18.5.15

Temizlik takıntısı

Bu ara sıkça dikkatimi çeken konu şu: Uzun yaşamanın sırları…
Uzun ve sağlıklı yaşamak için yapılması gerekenler, listeler halinde veriliyor. Kansere yakalanmamanın püf noktaları, hangi hastalığa neyin çare olacağı o kadar çok ki, okumak bile sıkıyor bazen. 
Sağlıklı yaşamanın sırlarını verenler her yerde bu aralar. Sabah programları onlarla süsleniyor. Onların olmadığı programlar izlenmiyor gibi. Twitter, Instagram gibi sosyal medyada ise takipçileri oldukça fazla.
Bu kadar ilgi ve merak “Uzun yaşamak istiyorum; ancak hasta olmak istemiyorum” diyenlerin ne kadar çok olduğunu gösteriyor. 
Oysa formül gayet basit: “Kimyasaldan uzak dur, mutlu ol.” Kimyasallar günlük hayatımızdan çıkarken, tabiî ürünler, yani babaanne ürünleri ise yavaş yavaş hayatımıza giriş yapmaktalar. 
Bir gazete kupüründe; kullandığımız çamaşır sularının bedensel sağlığımızın yanı sıra, ruhsal sağlığımızı da etkilediğini ve bu durumdan dolayı depresif insanların sayısının arttığı yazıyor. Detayları okuyunca, temizlik uğruna bedenimize verdiğimiz zarar sayfalarca… Ki bu ürünlerden, boyları kısa olduğu için en çok etkilenen ise çocuklar… 
***
Bunun yanında, iş ve türevleriyle kendi dengesini bozmuş kadınlarımız ise git gide artıyor. Akşama kadar evin neresi kirli, neresinde toz var? Neresini dezenfekte etsem, diye uğraşıp bütün huzurunu altüst eden bu kadar yoğunluk içinde evin yeniden dağıldığını fark edince cinnet krizleri geçirenler ise, azımsanmayacak kadar çok. 

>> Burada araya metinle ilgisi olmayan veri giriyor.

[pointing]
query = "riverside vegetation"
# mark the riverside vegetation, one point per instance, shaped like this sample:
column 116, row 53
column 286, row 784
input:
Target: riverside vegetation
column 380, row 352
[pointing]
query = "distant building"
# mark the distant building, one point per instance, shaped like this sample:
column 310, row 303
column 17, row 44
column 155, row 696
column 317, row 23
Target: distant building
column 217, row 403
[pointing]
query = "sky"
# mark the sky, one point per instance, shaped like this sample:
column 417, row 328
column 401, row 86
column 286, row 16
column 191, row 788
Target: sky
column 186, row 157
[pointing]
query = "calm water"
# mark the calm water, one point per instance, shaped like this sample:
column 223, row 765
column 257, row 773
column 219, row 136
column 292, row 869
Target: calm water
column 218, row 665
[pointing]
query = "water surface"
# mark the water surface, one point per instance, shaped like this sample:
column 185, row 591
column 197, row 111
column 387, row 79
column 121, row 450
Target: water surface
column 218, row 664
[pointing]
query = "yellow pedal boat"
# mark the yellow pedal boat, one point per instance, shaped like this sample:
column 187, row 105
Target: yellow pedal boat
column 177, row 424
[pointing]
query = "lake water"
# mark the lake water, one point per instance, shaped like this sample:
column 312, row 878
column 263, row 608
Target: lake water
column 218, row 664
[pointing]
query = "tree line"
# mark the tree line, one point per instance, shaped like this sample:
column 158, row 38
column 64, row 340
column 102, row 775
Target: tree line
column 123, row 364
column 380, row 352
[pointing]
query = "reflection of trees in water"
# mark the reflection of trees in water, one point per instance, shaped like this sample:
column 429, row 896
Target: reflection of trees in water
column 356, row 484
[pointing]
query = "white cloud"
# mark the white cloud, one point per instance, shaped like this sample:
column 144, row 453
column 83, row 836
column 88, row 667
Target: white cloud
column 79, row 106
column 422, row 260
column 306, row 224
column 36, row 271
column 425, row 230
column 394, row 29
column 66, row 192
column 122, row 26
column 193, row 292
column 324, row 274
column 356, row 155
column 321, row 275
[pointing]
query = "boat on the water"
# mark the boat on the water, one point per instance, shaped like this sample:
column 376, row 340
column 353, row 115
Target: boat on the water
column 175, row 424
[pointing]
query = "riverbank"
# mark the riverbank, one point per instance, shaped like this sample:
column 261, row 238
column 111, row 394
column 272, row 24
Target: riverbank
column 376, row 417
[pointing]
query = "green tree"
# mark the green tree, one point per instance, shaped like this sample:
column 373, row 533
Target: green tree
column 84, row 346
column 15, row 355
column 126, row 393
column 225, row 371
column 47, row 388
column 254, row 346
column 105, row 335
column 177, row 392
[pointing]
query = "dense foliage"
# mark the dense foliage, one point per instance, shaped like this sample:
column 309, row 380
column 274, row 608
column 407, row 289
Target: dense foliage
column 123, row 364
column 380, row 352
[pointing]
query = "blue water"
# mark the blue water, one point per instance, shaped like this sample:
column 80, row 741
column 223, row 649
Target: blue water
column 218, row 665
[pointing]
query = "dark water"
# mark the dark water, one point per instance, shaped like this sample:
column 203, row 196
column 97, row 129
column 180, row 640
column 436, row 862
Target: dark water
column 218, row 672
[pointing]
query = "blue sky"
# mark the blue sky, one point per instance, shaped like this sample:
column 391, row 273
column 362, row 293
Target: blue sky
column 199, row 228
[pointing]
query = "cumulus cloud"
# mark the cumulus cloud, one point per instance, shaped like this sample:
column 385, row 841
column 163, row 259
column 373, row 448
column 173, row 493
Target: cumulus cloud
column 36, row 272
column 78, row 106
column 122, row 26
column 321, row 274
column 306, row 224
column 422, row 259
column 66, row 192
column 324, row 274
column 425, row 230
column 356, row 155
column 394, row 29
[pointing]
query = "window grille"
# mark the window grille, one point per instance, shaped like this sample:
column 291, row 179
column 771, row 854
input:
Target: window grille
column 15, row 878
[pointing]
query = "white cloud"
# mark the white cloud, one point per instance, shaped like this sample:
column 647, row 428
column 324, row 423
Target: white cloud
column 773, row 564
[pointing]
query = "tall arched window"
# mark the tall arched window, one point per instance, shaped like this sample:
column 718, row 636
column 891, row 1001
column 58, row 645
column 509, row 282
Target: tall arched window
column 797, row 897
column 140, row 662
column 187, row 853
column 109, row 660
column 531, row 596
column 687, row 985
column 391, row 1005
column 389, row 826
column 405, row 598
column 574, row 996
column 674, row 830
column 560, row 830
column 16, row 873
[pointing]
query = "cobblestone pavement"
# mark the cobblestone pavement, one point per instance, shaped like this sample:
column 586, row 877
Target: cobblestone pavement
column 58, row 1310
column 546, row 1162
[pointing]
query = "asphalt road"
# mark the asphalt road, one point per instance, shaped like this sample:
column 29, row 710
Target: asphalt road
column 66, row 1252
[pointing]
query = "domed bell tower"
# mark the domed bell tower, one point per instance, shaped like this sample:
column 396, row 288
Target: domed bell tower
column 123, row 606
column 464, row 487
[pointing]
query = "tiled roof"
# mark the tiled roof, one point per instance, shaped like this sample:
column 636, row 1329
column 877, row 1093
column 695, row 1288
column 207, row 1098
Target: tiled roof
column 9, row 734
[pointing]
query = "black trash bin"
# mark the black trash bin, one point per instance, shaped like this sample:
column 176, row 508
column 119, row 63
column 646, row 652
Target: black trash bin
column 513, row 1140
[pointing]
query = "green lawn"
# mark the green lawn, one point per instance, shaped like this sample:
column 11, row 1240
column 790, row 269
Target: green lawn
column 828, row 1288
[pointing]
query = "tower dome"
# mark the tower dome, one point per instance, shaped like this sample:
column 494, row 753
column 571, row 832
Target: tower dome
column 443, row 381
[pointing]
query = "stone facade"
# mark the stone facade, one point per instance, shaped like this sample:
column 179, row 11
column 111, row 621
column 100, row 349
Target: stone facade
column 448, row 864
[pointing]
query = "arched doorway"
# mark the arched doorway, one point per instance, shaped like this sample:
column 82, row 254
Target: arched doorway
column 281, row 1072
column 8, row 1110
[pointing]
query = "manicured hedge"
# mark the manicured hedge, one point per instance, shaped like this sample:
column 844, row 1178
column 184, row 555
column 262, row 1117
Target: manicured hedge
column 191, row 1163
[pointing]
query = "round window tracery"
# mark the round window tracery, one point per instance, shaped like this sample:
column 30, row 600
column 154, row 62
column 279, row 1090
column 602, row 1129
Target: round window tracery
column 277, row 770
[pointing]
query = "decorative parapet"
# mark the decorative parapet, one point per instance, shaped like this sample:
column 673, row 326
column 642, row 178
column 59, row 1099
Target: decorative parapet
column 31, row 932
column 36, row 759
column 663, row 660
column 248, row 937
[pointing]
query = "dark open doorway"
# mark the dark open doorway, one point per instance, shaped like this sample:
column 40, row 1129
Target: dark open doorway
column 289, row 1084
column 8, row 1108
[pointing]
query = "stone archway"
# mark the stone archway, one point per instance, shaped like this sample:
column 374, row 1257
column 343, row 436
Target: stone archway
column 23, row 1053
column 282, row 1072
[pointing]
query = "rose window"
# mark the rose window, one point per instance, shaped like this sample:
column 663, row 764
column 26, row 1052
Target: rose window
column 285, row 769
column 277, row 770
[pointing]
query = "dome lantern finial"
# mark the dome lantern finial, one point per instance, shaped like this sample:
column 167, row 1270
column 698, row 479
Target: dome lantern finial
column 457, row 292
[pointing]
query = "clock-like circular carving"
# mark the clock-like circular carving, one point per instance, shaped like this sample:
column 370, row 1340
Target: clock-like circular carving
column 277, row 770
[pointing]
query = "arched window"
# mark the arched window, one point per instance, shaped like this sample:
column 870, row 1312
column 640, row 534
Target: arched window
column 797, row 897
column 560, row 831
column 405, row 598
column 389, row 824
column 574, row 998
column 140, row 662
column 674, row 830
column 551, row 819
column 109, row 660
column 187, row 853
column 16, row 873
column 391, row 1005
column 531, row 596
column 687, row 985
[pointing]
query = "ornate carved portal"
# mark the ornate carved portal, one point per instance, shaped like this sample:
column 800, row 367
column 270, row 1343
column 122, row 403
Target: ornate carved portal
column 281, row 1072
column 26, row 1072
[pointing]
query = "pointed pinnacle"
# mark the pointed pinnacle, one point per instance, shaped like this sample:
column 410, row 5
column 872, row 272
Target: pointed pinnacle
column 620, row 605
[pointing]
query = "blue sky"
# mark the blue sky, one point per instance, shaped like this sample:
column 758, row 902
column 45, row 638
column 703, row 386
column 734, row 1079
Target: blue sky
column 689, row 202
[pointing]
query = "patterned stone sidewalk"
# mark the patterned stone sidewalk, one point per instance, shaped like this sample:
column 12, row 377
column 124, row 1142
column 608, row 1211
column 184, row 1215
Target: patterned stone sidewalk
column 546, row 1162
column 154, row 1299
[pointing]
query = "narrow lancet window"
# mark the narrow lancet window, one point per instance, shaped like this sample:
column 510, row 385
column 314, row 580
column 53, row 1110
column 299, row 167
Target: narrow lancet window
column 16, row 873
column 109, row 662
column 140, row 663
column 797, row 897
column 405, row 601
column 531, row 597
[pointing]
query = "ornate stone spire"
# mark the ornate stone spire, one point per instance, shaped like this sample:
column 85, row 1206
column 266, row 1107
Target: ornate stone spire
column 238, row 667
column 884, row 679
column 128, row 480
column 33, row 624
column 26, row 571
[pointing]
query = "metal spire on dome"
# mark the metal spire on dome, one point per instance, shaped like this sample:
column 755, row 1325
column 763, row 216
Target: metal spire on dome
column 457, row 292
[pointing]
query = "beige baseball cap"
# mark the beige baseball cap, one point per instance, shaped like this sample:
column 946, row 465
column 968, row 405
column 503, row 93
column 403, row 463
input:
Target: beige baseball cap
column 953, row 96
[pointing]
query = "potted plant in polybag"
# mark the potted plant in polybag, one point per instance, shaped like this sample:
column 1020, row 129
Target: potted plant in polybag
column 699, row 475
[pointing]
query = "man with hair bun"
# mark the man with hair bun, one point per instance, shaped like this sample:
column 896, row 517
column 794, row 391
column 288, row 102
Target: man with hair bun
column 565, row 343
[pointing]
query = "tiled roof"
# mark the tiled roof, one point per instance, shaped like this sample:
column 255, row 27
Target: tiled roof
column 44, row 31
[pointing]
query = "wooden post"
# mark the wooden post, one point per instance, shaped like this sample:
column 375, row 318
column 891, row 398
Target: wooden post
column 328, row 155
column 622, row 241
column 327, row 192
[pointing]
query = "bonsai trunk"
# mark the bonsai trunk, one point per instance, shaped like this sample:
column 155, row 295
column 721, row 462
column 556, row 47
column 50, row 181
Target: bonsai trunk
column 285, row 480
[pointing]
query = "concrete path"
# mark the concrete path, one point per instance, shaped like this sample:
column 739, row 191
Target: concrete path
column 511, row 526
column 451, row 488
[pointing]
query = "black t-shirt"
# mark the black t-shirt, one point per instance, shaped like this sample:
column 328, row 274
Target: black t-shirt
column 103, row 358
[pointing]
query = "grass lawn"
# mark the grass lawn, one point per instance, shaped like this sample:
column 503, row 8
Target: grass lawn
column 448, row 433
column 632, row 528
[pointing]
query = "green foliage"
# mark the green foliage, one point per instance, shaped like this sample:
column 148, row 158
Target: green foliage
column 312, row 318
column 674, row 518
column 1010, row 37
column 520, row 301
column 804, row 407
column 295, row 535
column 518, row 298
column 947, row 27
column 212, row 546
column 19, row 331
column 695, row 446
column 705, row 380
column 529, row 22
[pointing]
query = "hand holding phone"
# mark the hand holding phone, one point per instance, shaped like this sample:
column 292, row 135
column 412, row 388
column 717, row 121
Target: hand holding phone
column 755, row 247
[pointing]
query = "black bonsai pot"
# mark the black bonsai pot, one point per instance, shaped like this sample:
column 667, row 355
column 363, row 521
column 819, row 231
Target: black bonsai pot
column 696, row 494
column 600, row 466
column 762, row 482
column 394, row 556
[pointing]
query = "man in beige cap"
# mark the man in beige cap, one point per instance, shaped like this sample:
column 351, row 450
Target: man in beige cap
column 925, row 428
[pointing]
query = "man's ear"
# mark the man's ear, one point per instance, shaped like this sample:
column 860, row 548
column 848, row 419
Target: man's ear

Sırf evi dağıtmasın diye televizyon başına oturtulan, elbisesi kirlenir diye sokağa çıkartılmayan. Parkta annesine “Kumlara basabilir miyim?” diye izin isteyen çocukların sayısı ise gün geçtikçe artıyor. Öyle ki, üç yaşındaki kızının “İlk defa bugün kuma bastı. Hayret doğrusu. Elbisesi kirlenir diye basmıyordu” diyen annenin gözlerinin içindeki mutluluğu görünce içim ürperdi. Titizliğinden dolayı, kumlara basmayan bu kız çocuğu annesi için gurur duyulacak bir hâldi. Oysa ağlanacak bir durumdu benim için. 
Ne bileyim; su birikintilerine basmak için yol değiştirdiğim zamanlarım ve saçlarından tek tek temizlediğim kumları hatırlayınca, çocuk olmanın ne demek olduğunu anlamaya çalışıyorum bütün bunları yaparken.
Temizlik takıntısı hastalık olarak çıkıyor karşımıza. Bu hastalığı yenmenin, çocuklarımızın ve kendi ruh sağlığımızın bozulmamasının çaresi ise genişlemek. Bana kalırsa bu tahammülsüzlükle daha adını bilmediğimiz birçok hastalık yaşayıp tanıyacağız.